The first is the four-way cock, a very simple contrivance, easily and frequently used in models. You must first understand how a common water or beer tap is made. Fig. 61, A, represents one in section, turned so as to open the passage along the pipe to which it is attached; C is the pipe in which is the tap, a conical tube of brass set upright, and with a hole right and left made through it, fixed into a short horizontal tube (generally cast with it in one piece). Into this fits very exactly the conical plug B, also with a hole through it sideways. When this is put into place, no water or other liquid can pass, unless the hole in the plug is in the same direction with the hollow tube forming an open passage. If a key is put on the square part of the plug, and it is turned half round, the passage through the pipe will be closed. A steam tap would be made in a similar manner, if its only office were to open and close a passage in a tube. But we now want two passages closed and two opened, and then the alternate pair closed and opened. This is cleverly effected by a four-way cock.

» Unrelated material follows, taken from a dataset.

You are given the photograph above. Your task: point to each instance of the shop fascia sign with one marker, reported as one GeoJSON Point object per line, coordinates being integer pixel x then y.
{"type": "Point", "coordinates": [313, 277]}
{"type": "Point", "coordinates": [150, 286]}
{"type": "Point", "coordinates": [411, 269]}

At D is shown a section of the steam cylinder and piston, with the stuffing-box and all complete. A pipe enters this at the top and bottom, and another crosses it in the middle, making four passages. Shaded black is the four-way cock, the white places showing the open channels through the plug. When this plug stands as at D, steam can pass from the boiler to the top of the cylinder only, above the piston, which it drives downward; the steam below the piston escapes through the other open-curved channel into the air, or to the condenser. Just as the piston reaches the bottom of the cylinder, the tap is turned, and the passage stands as seen at E. Steam now passes to the bottom below the piston, driving it upward, and the steam above it, which has done its work, passes outward through the other open channel of the tap.